In the book A Change of Heart Claire Sylvia tells her story following her heart transplant surgery.
She reported noticing that various attitudes, habits and tastes changed following her surgery. She had inexplicable cravings for foods she had previously disliked. For example, though she was a health-conscious dancer and choreographer, upon leaving the hospital she had an uncontrollable urge to go to a Kentucky Fried Chicken outlet and order chicken nuggets, a food she never ate. Sylvia found herself drawn toward cool colours and no longer dressed in the bright reds and oranges she used to prefer. She began behaving in an aggressive and impetuous manner that was uncharacteristic of her but turned out to be similar to the personality of her donor. Interestingly, uneaten Kentucky Fried Chicken nuggets were found in the jacket of the young man (her donor) when he was killed. From Organ Transplants and Cellular Memories, Nexus Magazine.
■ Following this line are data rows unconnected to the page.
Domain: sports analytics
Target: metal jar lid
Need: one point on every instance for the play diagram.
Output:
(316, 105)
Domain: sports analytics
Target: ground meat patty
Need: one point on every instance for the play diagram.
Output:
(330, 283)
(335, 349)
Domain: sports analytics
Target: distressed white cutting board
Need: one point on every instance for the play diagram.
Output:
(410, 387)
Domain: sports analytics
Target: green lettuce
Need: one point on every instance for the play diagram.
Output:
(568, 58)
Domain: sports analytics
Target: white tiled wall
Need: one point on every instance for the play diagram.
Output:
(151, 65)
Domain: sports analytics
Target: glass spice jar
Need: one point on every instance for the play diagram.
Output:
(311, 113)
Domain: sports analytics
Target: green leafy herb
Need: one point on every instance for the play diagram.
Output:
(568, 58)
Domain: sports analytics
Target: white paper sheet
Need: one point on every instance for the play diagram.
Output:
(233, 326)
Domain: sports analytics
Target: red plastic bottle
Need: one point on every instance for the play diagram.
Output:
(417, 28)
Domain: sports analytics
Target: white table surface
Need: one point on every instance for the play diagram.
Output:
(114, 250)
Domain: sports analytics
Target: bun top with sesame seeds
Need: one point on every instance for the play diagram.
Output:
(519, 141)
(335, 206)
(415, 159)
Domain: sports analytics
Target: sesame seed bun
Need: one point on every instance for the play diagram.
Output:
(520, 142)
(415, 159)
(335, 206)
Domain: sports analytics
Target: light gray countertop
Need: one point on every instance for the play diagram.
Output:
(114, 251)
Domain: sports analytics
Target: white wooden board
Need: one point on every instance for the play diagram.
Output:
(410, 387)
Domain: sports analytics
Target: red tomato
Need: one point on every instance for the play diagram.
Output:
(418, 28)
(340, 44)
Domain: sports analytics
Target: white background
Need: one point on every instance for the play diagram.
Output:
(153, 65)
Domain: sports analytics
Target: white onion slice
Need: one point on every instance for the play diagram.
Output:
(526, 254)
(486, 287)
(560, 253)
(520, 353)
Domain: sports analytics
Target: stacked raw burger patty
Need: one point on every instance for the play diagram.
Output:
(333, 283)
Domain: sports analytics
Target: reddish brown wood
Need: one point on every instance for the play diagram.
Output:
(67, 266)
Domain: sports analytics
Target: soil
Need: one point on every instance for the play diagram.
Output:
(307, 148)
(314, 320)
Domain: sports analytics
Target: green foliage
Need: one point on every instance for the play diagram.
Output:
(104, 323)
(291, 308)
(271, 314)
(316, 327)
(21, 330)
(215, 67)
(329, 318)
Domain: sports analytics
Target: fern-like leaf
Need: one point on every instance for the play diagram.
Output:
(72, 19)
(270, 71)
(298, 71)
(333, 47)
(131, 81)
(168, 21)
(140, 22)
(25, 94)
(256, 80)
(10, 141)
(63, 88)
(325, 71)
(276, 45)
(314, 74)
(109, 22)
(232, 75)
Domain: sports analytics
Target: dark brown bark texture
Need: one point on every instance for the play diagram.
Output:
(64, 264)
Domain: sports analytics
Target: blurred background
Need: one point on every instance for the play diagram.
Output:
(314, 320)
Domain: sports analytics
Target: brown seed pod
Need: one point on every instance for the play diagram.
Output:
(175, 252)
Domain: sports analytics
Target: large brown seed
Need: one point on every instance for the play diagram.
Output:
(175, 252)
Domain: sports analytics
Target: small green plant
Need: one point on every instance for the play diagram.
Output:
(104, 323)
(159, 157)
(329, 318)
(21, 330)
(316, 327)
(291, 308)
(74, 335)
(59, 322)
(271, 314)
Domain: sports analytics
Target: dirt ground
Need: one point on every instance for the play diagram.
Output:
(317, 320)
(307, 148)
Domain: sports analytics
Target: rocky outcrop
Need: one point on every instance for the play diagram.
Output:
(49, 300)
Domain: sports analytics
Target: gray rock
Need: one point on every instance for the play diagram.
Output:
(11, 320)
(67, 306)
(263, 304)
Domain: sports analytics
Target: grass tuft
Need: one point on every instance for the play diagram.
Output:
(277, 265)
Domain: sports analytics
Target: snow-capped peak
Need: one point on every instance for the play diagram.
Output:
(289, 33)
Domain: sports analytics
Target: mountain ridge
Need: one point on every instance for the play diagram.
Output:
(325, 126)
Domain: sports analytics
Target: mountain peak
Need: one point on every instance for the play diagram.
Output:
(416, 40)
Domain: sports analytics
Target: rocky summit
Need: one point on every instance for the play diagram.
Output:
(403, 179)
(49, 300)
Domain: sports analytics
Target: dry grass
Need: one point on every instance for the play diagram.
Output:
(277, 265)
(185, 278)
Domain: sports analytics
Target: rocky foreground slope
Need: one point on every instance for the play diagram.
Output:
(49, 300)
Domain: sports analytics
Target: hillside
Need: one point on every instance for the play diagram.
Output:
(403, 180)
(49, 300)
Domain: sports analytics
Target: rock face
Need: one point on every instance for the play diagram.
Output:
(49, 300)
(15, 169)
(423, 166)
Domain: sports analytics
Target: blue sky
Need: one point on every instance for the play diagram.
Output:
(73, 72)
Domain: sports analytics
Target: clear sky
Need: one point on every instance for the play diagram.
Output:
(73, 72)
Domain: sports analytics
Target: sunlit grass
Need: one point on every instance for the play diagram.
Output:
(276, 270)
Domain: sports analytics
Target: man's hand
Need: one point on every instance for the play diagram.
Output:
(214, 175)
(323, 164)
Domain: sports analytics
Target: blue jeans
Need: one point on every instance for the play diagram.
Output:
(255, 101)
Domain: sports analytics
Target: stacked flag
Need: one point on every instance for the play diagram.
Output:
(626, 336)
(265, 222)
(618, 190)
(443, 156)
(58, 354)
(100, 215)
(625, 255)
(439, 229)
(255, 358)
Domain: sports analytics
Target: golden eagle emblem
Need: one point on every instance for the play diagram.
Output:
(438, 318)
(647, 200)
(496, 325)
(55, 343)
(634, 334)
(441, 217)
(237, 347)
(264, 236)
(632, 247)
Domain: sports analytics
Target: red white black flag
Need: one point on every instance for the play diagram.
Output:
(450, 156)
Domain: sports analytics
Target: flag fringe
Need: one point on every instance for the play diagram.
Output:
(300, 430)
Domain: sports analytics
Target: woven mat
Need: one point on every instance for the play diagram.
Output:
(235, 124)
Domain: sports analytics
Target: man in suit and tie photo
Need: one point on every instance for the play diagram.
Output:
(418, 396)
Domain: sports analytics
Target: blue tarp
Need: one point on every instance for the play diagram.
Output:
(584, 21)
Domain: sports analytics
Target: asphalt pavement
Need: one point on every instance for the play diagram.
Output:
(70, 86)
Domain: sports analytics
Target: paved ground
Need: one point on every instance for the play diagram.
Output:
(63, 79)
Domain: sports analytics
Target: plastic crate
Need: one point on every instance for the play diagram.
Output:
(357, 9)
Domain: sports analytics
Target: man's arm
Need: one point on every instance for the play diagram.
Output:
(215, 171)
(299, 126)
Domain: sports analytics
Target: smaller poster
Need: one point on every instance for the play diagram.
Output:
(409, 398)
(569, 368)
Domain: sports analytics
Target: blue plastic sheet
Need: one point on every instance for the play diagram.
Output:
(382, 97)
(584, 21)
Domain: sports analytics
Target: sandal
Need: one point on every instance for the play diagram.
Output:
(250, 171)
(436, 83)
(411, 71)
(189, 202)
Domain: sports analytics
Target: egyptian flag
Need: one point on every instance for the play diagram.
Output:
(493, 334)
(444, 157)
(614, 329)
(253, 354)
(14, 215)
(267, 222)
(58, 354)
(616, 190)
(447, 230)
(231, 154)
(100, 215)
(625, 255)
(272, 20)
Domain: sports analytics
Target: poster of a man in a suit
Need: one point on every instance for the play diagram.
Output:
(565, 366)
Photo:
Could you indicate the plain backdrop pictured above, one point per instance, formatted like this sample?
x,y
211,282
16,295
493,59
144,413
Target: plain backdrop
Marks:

It makes sense that the heart has a mind of it’s own. Makes sense to me anyway. There was a Chanel 4 documentary series called Mindshock, aired last year. One was about heart transplants and the possibility that the heart retains some of the memory of the (now dead) donor. Interesting.
One of my monastic mentors on occasion would say, ‘The body does have a mind of it’s own you know’! He was teaching us to listen, with body-mind. They are not two.